RogerBW's Blog

Computers at the V&A 07 November 2018

The Victoria and Albert Museum was having two computer-related exhibitions. Images follow: cc-by-sa on everything.

The first was Chance and Control: Art in the Age of Computers, which was mostly early computer art from the 1960s and 1970s. Of particular relevance was Cybernetic Serendipity, a show at the ICA in 1968; the V&A bought many of the static pieces when that show closed.

Manfred Mohr's P-122, P-155, P-049 and P-021, exploring shapes derived from the cube.

Andy Lomas' Cellular Form 170070025 based on a cell growth simulator.

Rather more recent, Mark Wilson's e4708, with a surprising depth to it.

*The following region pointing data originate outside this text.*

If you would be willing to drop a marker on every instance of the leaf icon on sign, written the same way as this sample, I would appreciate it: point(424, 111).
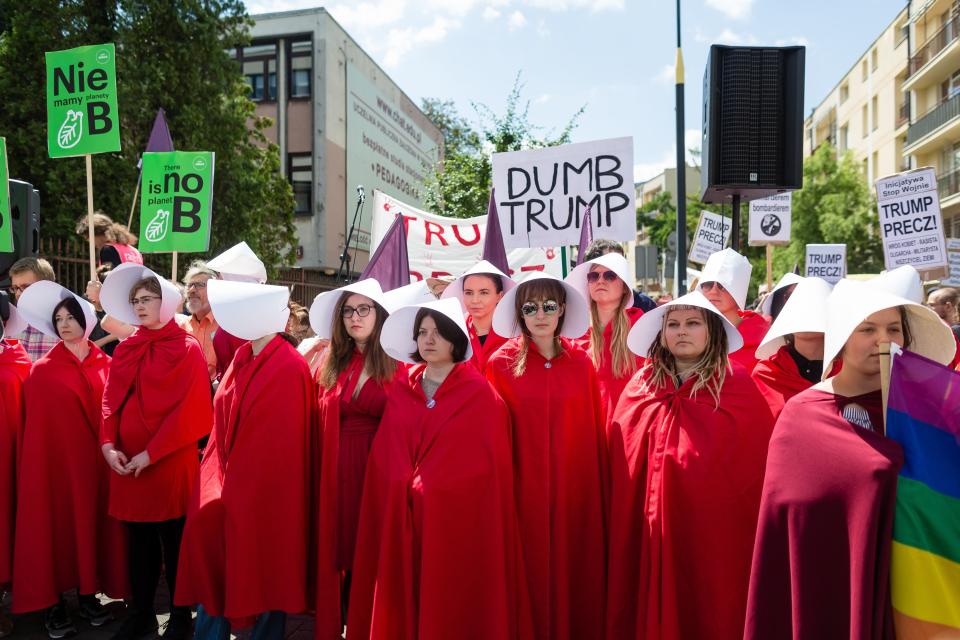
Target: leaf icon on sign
point(71, 130)
point(157, 228)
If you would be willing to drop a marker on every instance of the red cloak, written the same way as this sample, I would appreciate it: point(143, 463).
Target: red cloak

Then it was on to Videogames: Design/Play/Disrupt, which was largely about the design process, but (given that it's the V&A) on an entirely non-technical level. It was definitely aimed more at artists than at people who knew anything about video games (with a certain defensive "video games can be art too" feel about it which everyone else accepted at least ten years ago). That said, it did a good job of presenting the artistic side.

Storyboard for Journey

Avatar clothing, and merchandising, for Splatoon.

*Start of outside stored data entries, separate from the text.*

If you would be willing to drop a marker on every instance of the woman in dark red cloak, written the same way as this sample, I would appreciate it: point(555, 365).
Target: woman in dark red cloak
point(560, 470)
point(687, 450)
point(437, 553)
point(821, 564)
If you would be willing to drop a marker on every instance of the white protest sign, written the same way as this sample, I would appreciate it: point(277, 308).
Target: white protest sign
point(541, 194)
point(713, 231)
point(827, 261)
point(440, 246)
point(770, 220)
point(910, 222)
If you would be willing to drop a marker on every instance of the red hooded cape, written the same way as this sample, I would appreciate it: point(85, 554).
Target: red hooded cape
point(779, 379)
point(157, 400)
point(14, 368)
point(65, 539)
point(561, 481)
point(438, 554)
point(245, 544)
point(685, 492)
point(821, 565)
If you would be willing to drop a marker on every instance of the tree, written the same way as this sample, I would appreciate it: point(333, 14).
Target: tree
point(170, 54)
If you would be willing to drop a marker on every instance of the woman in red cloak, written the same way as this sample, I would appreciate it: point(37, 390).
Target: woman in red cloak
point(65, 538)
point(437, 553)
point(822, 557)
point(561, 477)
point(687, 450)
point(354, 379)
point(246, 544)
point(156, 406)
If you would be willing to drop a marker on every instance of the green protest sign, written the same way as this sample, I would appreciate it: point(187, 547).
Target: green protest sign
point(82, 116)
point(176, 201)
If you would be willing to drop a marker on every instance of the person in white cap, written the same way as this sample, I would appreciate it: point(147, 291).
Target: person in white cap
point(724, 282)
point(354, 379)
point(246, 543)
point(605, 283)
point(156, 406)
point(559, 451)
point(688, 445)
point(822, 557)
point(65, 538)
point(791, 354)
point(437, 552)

Surprisingly physical design tools (they were very reluctant to show anything like computer-based design).

The overall layout of the main room, with mesh screens dividing the areas.

The exhibition continued with a small display on political implications (very basic, and mostly mentioning the good stuff rather than the endless stream of "blow away non-white people" shooters), and a large screen with a loop of various things inspired by games (fan art, massive organisations within games that arose spontaneously rather than being enforced by the code, etc.).

A driving simulator based on an actual wrecked car.

And of course the inevitable post-display shop.